Friday, January 31, 2014

Conversation

Hey there big guy! I didn't think you saw me waving my hand across the room like a jackass or heard me screaming at you, also like a jackass, so I decided to run up and basically slap that book you were reading out of your hand.

Long time no see man! What, it's been two, three years? Wow time flies. Well that's good to hear you're doing good, even though I didn't ask you how you're doing so as to expedite the time it takes for me to talk about myself.  I'm doing pretty good, just taking it day by day, y'know? Me and Renee are still together, yup. 12 years going strong, haha. By golly I don't know why she puts up with a knucklehead like me, I really don't. Although I do know that me using phrases like knucklehead, by golly, shucks, and negro are the reason you fucking hated working with me.

Hey remember how my daughter, Carol, played soccer? No? Oh, that's right because I only just mentioned it right now completely unprovoked. Well I- we- (Renee wants us to not just think as a unit but speak as one too, gosh she's so smart) signed her up for a little league soccer team! Crazy right? I mean crazy how both my tone and inflection are way fucking off base for the revelation that a 6-year-old is playing soccer, right? RIGHT?

Well she doesn't actually play, only kid this season not to now that I think of it, but she's just glad to be out there with her friends, cheering on their victories and triumphs as she watches from the sideline like some second coming of her piece of shit do-nothing father. Look at all the pictures of her in her uniform! Doesn't she look adorable? Never you mind the individual pictures of girls that are clearly not my daughter I have in my wallet, I'll just laugh it off and keep talking about Carol like the creepy pervert that I am.

That's my Carol though, such a sweetheart. And the only thing keeping this failing marriage together. Only thing. In fact, the ol' missus has said as much to my face on numerous occasions. The best part, compadre (there's another faux folksy colloquialism), is that I'm not even sure if she's mine! Yeah!
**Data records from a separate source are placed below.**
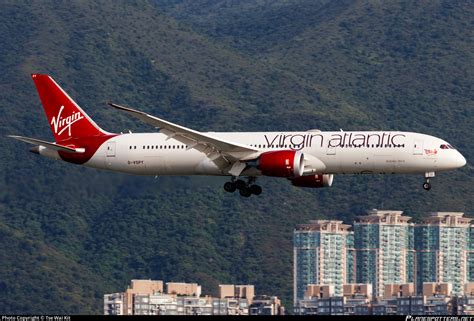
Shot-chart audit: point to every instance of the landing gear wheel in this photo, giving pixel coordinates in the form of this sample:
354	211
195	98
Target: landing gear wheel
230	187
256	189
240	184
245	192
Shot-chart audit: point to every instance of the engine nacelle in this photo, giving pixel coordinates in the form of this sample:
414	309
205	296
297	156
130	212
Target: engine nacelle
281	163
314	181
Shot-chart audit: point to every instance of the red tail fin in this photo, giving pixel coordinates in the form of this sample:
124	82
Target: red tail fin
66	118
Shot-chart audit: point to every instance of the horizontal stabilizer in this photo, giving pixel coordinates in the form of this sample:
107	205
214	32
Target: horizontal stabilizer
53	146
Yeah, Renee caught a bit of the jungle fever, if you know what I mean, but with Mexicans. It was only for a year or 12, she'd get a little liquored up or sober and sleep with anyone who's last name ended in "ez." In her defense it was mostly my fault; what with me working 60 hours a week to pay for her extravagant lifestyle and the mountain of debt she dragged into our marriage I rarely ever saw her. I basically threw her into Escobar's burly chest. I should have spent less time worrying whether her impromptu spending sprees would bankrupt us and more time tending to her needs.

We're working it out though, with a new couple's therapy called Don't Have Sex With Him And Make Him Buy You Nice Things. Yeah, yeah it sounds exactly like what we were doing before but she insists that it's not. Now it's only fair I spend what little free time I have chauffeuring a daughter who looks nothing like me around to activities she doesn't actively participate in while my unemployed wife spends time at home working on our marriage with a live-in male Latino counselor. Well, as you remember I'm bad at ending conversations so bye!